8.2 Inferior pedicle breast reduction
Synopsis
The inferior pedicle procedure remains one of the most common techniques employed for breast reduction surgery.
Key to a successful outcome with the inferior pedicle procedure is proper shaping of the pedicle.
One of the benefits of the inverted T procedure is reducing the amount of skin between the bottom of the areola and the inframammary fold.
Patients that may benefit from this operation are those with wide, boxy breasts.
Key to the procedure is not carrying the transverse scar close to the midline or laterally beyond the anterior axillary fold.
Although modifications are performed intraoperatively, the majority of the procedure is based on the preoperative patient’s markings.
Key steps include leaving the bulk of tissue underneath the nipple-areolar complex, limiting the amount of breast tissue in the lower portion of the pedicle, keeping a thick superior flap.
Evolution of the technique
Breast reduction remains one of the most common procedures related to breast surgery, second only to augmentation mammoplasty. Numerous procedures have been developed specifically for breast reduction surgery, and the inferior pedicle technique has been performed for over three decades.1–4 Many procedures have been developed to reduce scar length and enhance breast shape. With the development of several short scar breast reduction techniques, some surgeons either no longer employ or limit the patients in whom they perform inferior pedicle procedures.
The inferior pedicle procedure is associated with an inverted T incision and still remains one of the most common techniques employed for breast reduction surgery.5–8 The length of the horizontal incision can frequently be kept short, and, in the past, this was considered one of the primary negative aspects of this procedure. Key to a successful outcome with the inferior pedicle procedure is proper shaping of the pedicle to minimize recurrent ptosis and bottoming out. With proper patient selection and proper design, the length of that horizontal incision frequently can be kept short. This technique is particularly suited for very large breasts when there is a large discrepancy between skin envelope volume and breast tissue.
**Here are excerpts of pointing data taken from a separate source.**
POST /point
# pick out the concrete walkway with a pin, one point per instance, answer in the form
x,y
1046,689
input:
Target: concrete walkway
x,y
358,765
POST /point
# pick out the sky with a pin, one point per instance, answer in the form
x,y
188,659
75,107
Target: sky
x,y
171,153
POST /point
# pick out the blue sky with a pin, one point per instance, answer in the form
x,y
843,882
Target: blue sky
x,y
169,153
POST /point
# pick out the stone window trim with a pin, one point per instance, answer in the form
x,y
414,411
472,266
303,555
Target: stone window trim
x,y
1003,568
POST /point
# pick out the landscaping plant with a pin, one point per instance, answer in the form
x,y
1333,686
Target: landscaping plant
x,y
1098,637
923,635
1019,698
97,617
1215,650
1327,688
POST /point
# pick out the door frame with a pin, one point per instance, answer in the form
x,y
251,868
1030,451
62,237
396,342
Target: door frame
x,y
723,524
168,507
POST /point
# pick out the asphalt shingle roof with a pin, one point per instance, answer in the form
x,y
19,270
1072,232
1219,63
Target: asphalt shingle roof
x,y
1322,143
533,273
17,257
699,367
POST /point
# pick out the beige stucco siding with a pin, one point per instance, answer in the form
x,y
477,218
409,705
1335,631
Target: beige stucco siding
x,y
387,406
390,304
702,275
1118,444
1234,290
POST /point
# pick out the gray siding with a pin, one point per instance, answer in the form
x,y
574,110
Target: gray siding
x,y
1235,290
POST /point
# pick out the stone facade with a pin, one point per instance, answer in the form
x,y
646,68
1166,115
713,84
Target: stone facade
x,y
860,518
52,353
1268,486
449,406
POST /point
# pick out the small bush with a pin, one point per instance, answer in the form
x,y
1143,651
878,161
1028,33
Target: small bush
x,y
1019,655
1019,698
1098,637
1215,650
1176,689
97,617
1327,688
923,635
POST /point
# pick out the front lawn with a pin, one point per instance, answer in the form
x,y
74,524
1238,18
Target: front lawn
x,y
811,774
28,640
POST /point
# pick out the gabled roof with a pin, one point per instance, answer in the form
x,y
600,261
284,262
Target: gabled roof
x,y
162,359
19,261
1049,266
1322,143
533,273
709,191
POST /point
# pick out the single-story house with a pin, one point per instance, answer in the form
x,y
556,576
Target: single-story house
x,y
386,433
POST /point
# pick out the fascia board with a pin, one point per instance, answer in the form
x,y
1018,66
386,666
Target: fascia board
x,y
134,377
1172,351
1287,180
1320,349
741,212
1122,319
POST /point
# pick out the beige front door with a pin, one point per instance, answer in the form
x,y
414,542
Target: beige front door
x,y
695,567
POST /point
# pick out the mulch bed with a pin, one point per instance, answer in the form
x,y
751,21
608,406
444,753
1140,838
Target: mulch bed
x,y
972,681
One important aspect is modifying the shape of the pedicle itself, so that the bulk of the tissue is centrally located under the nipple-areolar complex with minimal tissue along the lower border of the inferior pedicle. Hester was one of the first to suggest this concept.9 By keeping the bulk of the tissue centrally and minimizing the tissue along the inferior aspect, secondary problems of bottoming out can be reduced.10,11
Details of planning and marking
Details of planning
As with any surgical procedure, the two most important components are proper patient selection and proper planning of the procedure. With this technique, although modifications are performed intraoperatively, the majority of the procedure is based on the preoperative patient’s markings. With the patient in the upright position, the initial marking consists of creating a line along the midclavicular plane starting from the clavicle down to a projection point through the inframammary fold where the new nipple-areolar complex will be located. Since in many patients, the nipple-areolar complex does not sit in the midclavicular plane, it is important to create this line, ignoring the actual nipple location if it is too lateral or too medial. After creating the midclavicular lines on both sides, another mark is made in the midline to make sure that these lines are symmetrically placed an equidistance from the midline (Fig. 8.2.1A).
Creating an equilateral triangle
Beginning at the lower extension of the midclavicular line at the point where the nipple projection was created based upon the inframammary fold, an equilateral triangle is created. In smaller patients, it may be in the 7 cm range, while in relatively large patients, frequently it can be anywhere from 8–9 cm in length (Fig. 8.2.1B). In patients with a very wide, boxy breast the base of the triangle should be made slightly longer than either side to help narrow and cone the breast and reduce the boxy appearance. Once these equilateral triangles have been created the next step will be creating the transverse incision lines extending from the lower limbs of the triangle (Fig. 8.2.2).
Visualizing or examining the asymmetric patient
One trick is to take a tape measure and have the patient hold it under their arms against their chest wall and place it transversely along the base of each triangle. As demonstrated in Figure 8.2.3, it is obvious that the patient’s left breast is not only larger but the nipple-areolar complex is lower. Having a transverse tape measure helps one visualize any asymmetry (Fig. 8.2.3).
Detailed description of technical procedure
With the patient in the operating room, there are several important aspects in patient positioning. The arms are on arm boards but should not be at an extreme right angle, since this can distort the breast shape at the time of closure. The arms are well-secured with slight elevation. The patient is prepped and draped in a manner where all the markings are readily visible. A dilute solution of saline/epinephrine is injected, avoiding injection into the site of the inferior pedicle. The first step consists of marking the nipple-areolar complex (Fig. 8.2.4). With this technique, no traction is applied to the nipple-areolar complex as the cookie cutter is applied to the skin. One problem with applying to much tension at the time of marking is that it could lead to a very tight closure with potential healing problems. Also, having the areola being tight and smooth can result in an artificial appearance. After the marking is made, with the areolar tissue at rest, symmetry is compared and proper location of the cookie cutter incision is evaluated.